\[ \newcommand{R}{\mathbb{R}} \newcommand{N}{\mathbb{N}} \newcommand{defarrow}{\quad \stackrel{\text{def}}{\Longleftrightarrow} \quad} \]

# Linear transformations

Let \(X\) and \(Y\) be vector spaces (both real, or both complex), and \(T \colon X \to Y\) a mapping between them.

## Linear transformations

We say that \(T\) is a **linear transformation** (or just **linear**) if it preserves the linear structure of a vector space:
\[
T \text{ linear } \defarrow T(\lambda x+ \mu y) = \lambda Tx + \mu Ty, \qquad x,y \in X, \: \mu, \lambda \in \mathbb R \: (\text{or } \mathbb C).
\]

**Ex.**

- Any matrix \(A \in M_{m \times n}(\R)\) defines a linear transformation \(\R^n \to \R^m\): \[ \underbrace{\begin{bmatrix} x_1 \\ x_2 \\ \vdots \\ x_n \end{bmatrix}}_{x} \mapsto \underbrace{ \begin{bmatrix} a_{11} & a_{12} & \cdots & a_{1n}\\ a_{21} & a_{22} & \cdots & a_{2n}\\ \vdots & \vdots & \ddots & \vdots\\ a_{m1} & a_{m2} & \cdots & a_{mn}\\ \end{bmatrix} \begin{bmatrix} x_1 \\ x_2 \\ \vdots \\ x_n \end{bmatrix}.}_{Ax}\]
- The integral operator defined by \( Tf(t) := \int_0^t f(s)\,ds \) is a linear transformation on \(C(I,\R)\): \[ T \colon C(I,\R) \to C(I,\R), \quad Tf = \bigg[ t \mapsto \int_0^t f(s)\,ds\bigg].\]
- A slight modification, \[ Tf := \int_0^1 f(s)\,ds, \] yields a linear transformation \(C(I,\R) \to \R\) (given that \([0,1] \subset I\)).
^{1)}

- For any polynomial \(p \in P_k(\R)\), the differential operator \( p(D) := \sum_{j=0}^k a_j D^j\) is a linear transformation: \[ p(D) \colon C^k(I,\R) \to C(I,\R), \qquad p(D)f = \sum_{j=0}^k a_j f^{(j)}. \] Here, \(D = \frac{d}{dx}\) is the standard differentiation operator.

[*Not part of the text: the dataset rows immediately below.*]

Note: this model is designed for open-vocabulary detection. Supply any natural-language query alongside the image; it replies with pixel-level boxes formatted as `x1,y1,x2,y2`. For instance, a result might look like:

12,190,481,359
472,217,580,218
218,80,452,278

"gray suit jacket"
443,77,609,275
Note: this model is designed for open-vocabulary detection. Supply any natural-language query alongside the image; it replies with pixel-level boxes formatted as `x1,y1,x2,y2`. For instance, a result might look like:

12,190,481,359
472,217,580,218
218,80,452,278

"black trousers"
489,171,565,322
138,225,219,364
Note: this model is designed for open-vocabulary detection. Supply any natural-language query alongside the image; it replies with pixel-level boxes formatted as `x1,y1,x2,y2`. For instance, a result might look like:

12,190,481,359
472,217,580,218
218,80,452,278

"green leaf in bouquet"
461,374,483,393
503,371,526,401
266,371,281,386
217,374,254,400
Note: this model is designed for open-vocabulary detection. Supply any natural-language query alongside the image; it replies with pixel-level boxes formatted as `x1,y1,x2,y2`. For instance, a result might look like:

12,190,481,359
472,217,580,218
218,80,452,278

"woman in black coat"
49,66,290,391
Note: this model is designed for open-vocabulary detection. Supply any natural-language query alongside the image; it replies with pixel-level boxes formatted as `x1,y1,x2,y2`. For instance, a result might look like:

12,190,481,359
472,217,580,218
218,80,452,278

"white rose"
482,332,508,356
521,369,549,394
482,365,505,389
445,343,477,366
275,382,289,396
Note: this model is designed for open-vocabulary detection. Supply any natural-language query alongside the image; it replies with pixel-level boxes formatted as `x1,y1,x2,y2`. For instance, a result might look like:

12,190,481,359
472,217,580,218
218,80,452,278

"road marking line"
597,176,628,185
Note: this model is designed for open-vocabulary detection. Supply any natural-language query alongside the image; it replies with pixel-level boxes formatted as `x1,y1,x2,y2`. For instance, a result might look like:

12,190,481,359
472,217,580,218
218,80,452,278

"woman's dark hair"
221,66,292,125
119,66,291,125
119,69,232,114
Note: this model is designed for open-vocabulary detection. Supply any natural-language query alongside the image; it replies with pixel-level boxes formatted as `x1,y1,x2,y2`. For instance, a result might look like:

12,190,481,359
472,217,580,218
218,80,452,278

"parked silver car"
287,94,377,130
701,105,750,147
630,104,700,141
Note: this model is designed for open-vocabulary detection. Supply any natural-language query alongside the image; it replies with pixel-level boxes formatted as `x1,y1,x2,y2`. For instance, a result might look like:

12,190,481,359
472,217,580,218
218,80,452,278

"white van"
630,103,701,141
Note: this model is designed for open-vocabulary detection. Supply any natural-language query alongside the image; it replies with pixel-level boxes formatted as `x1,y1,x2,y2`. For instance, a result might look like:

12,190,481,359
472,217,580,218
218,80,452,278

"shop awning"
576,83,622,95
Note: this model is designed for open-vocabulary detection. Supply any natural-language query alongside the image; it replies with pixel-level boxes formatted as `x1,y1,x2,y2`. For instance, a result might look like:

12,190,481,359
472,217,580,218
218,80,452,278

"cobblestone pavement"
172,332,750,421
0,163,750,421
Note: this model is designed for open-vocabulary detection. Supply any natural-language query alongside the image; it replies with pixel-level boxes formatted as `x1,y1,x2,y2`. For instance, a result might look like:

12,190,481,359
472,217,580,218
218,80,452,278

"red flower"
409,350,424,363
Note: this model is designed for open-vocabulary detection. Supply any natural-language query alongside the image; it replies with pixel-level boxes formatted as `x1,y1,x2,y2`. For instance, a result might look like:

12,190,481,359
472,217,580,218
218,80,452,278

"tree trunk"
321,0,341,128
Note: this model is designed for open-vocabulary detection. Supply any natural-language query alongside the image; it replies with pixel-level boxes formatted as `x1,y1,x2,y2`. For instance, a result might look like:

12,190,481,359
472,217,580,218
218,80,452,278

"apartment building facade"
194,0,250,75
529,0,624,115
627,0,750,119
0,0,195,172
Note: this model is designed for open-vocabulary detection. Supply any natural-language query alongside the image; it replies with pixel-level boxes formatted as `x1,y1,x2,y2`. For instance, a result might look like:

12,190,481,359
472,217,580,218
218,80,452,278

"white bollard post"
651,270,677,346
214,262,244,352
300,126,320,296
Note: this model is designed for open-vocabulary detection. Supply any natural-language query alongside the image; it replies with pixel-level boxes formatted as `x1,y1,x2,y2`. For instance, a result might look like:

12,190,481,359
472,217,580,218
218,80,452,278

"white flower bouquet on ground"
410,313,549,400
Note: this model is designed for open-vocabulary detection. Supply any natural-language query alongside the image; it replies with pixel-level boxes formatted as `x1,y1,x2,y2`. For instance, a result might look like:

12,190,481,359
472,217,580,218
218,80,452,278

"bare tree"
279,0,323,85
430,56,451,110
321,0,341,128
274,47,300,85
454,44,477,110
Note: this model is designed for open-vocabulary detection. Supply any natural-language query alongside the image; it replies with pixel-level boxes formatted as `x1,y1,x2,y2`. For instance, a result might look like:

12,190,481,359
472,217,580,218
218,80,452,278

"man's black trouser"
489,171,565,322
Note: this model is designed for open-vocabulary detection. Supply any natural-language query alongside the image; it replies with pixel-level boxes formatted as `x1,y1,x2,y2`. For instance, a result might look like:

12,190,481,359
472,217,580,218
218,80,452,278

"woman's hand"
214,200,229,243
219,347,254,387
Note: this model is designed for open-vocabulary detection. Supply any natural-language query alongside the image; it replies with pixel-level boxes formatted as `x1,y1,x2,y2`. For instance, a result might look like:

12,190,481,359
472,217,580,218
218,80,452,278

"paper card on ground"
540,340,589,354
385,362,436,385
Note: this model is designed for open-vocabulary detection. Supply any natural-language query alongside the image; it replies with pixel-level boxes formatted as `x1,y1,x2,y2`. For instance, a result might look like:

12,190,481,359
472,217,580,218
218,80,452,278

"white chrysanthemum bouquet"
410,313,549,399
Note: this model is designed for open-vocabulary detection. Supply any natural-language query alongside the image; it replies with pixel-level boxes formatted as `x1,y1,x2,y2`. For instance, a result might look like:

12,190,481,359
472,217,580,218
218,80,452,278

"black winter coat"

- The shift operator \( T \colon (x_1, x_2, \ldots) \mapsto (0,x_1,x_2, \ldots),\) is a linear transformation \(l_p \to l_p\), for any \(p\), \(1 \leq p \leq \infty\): \[T(\lambda x + \mu y) = (0, \lambda x_1 + \mu y_1, \ldots) = \lambda (0, x_1, \ldots) + \mu (0,y_1, \ldots) = \lambda Tx + \mu Ty. \] Note that \(\|Tx\|_{l_p} = \|x\|_{l_p}\) guarantees that \(\mathrm{ran}(T) \subset l_p\).

## The set of linear transformations as a vector space

**The set of linear transformations** \(X \to Y\) is denoted by \(L(X,Y)\):
\[
L(X,Y) \stackrel{\text{def.}}{=} \{ T \colon X \to Y \text{ linear}\}
\]

IF \(X = Y\), we may abbreviate \(L(X,X)\) by \(L(X)\).

### › L(X,Y) is a vector space

If, for all \(S,T \in L(X,Y)\), we define \[ (T+S)(x) := Tx + Sx \quad\text{ and }\quad (\lambda T)x := \lambda (Tx),\] for all \(x \in X\) and \(\lambda \in \R\) (or \(\mathbb C\)), it is easily checked that \(L(X,Y)\) becomes a vector space. In particular, \(\mu T + \lambda S \in L(X,Y)\) for any \(S,T \in L(X,Y)\).

**Ex.**

- The set of \(m \times n\)-matrices \(M_{m\times n}(\R)\) forms a real vector space. As we shall see, \(M_{m \times n}(\R) \cong L(\R^n,\R^m)\).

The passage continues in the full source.